In several conversations with friends about Abolition, it has come up that we are at risk of “judging” and it is often pointed out what our Lord, his brother, and his apostles said about judging others.  Now the proper understanding of what kind of judging the Lord was warning against has been dealt with elsewhere, yet even with a proper understanding of the sin of judging in mind, I’ve never brushed aside the concern when my brothers and sisters have brought it up.  I agree, it IS a risk.

Yet to live is to risk. In God’s appointed order time pushes us on, through crossroad after crossroad where we must take risks in order to obey, and when we reach the Celestial City, we will not be asked how studiously we avoided risks.  This applies even to risks of sin. To avoid risk is not to avoid sin.  In Galatians 6:1, Paul directs us to risk sin in order to help a brother.  Every act of obedience carries with it a risk of sin.  The risk is unavoidable, and we aren’t too busy ourselves avoiding it.  We are to obey with open eyes, watching ourselves lest we be tempted.

If we fear the Master, thinking Him a hard man, he will try us by our own words and ask why we did not invest his gifts in the necessary risks, risking failure to give him a return.  There will be, he has told us, those who come cringing out holding the gift returned, unrisked, unprofitable.  He may well say to them on that day:
“I gave you a task, I have you my Truth, my Spirit, my gifts, and you did not use them to pray with your every action that my Father’s will would be done on earth as in heaven; you did not use them to cry out against murder and mayhem, to follow your master in driving out Beelzebub and destroying his works.”

Action, obedience, is risky.  Our judgment is never guaranteed to be perfect – it is true that with crying out against murder and oppression comes the risk of sin, yet not to do this comes with risk as well! A great and terrible risk: to neglect the command to love our neighbor as ourselves, to fail to take into account the weightier matters of the law. 

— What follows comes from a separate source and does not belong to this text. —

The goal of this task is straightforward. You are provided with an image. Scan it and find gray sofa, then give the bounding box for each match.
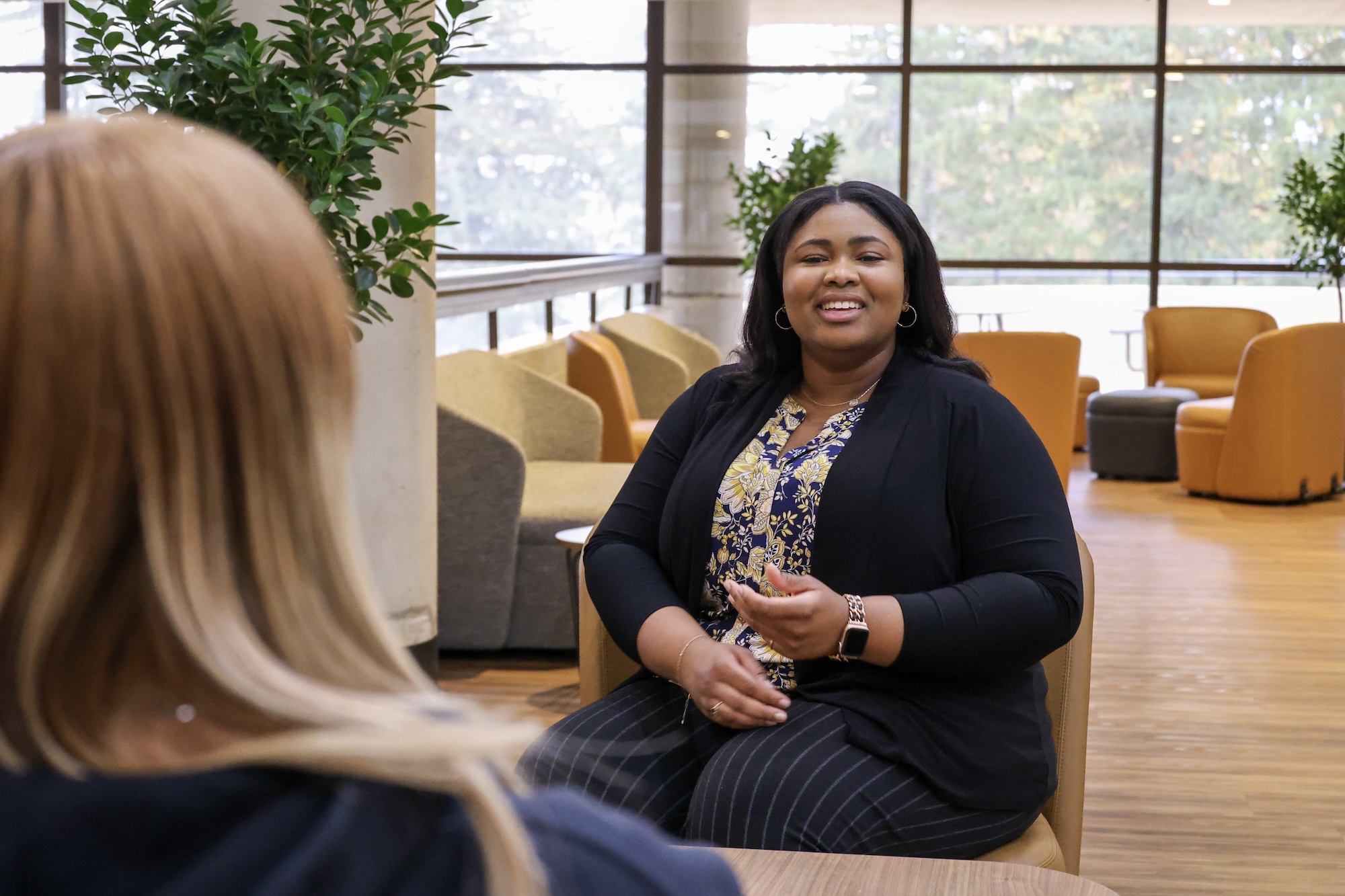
[436,351,631,650]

There is something further. I suspect that what prompts so many to point out the risk taken by abolitionists is not a genuine fear of the possibility of unrighteous judging.  I am afraid that it might be something less noble, less spiritual – that it might be the fear of man, the fear of contradicting the spirit of the age and facing a dragon’s wrath.  They know that the dragon only pursues those who keep the commandments of God as well as the testimony of Jesus (Rev. 12:7), and this makes them not very eager to keep those commands. 

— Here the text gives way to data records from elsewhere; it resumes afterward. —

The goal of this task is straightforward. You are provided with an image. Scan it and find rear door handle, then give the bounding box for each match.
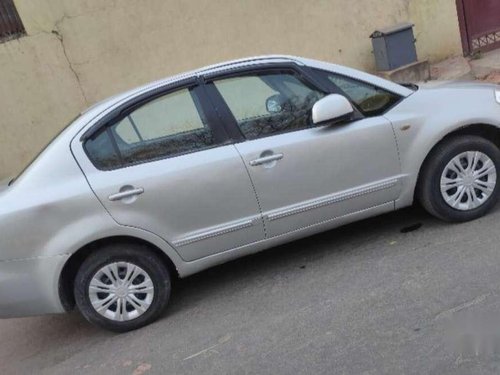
[108,188,144,202]
[250,154,283,167]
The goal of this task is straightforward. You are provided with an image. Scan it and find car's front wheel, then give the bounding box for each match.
[418,136,500,222]
[74,244,170,332]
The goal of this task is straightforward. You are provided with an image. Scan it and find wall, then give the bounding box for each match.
[0,0,460,178]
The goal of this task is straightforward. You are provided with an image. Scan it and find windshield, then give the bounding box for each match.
[8,114,81,186]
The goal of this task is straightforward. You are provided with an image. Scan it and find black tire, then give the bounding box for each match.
[74,244,171,332]
[417,135,500,222]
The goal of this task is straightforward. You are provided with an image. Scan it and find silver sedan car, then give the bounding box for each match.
[0,56,500,332]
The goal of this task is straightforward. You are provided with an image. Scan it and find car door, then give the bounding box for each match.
[207,69,401,237]
[72,81,264,261]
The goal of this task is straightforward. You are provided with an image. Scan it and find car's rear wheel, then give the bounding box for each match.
[74,244,171,332]
[418,136,500,222]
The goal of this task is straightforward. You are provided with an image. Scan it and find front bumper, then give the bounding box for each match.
[0,255,69,318]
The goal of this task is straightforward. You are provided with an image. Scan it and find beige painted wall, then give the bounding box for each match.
[0,0,461,177]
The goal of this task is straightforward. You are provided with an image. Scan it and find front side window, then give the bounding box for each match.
[214,73,324,139]
[85,89,215,169]
[324,72,400,117]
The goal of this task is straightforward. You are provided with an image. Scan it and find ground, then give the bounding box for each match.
[0,205,500,375]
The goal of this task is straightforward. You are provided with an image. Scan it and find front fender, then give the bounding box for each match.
[386,86,500,209]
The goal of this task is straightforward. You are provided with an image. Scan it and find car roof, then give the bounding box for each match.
[82,55,413,127]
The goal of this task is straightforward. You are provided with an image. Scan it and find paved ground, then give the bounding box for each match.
[0,205,500,375]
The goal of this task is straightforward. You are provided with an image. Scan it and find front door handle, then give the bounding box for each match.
[108,186,144,202]
[250,154,283,167]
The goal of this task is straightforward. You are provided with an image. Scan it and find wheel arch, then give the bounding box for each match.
[413,123,500,201]
[58,235,179,311]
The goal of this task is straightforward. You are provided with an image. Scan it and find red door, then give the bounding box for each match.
[457,0,500,55]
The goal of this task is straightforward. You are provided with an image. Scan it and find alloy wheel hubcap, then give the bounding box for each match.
[88,262,155,322]
[441,151,497,211]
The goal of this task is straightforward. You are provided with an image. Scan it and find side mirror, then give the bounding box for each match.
[312,94,354,125]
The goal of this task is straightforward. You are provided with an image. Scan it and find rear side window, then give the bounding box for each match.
[85,89,215,169]
[320,72,401,117]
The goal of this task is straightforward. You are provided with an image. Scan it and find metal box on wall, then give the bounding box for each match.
[370,23,417,71]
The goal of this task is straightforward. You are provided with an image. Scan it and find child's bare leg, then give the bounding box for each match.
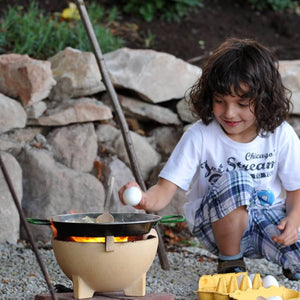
[212,206,248,256]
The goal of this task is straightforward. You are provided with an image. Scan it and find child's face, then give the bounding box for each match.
[213,86,257,143]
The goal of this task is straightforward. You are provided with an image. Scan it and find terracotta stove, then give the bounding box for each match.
[52,229,158,299]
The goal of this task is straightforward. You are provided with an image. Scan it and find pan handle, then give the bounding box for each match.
[26,218,51,225]
[159,215,185,223]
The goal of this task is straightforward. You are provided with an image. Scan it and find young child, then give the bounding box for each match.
[119,38,300,280]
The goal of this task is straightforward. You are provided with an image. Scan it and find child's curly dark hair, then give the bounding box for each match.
[188,38,292,136]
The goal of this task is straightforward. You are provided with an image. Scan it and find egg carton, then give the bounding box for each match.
[197,272,300,300]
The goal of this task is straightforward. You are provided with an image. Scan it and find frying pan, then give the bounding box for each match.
[27,212,185,237]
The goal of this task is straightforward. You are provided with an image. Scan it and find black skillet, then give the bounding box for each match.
[27,212,185,237]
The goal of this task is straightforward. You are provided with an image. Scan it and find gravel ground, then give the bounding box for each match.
[0,242,300,300]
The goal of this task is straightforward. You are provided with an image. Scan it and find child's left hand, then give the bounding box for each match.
[272,216,299,246]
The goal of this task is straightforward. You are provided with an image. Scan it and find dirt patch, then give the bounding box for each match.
[0,0,300,66]
[118,0,300,65]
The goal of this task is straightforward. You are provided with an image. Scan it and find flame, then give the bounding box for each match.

In short, I am afraid that this is in many cases nothing but cowardice.  Now I sympathize with those who fear man, I have felt that fear myself.  We are commanded to have mercy on those who doubt.  Yet we are, at the end of the day, not those who shrink back and are destroyed - but those who believe and are saved.  The coward has no lasting refuge in inaction; we know this and have a sobering warning from our Lord.  Turn to the twenty-first chapter of Revelation and read; in the list of those who have not conquered, the cowardly who shrunk so studiously from risk and the fear of public scorn will have the reward for their great care: their portion in the lake of fire, along with the faithless, the detestable, murderers, the sexually immoral, sorcerers, idolaters, and all liars.

And what of those who risked, watching themselves to remain unstained yet always striving towards the upward call of God in Christ Jesus, keeping His word? “The one who conquers will have this heritage, and I will be his God and he will be my son.”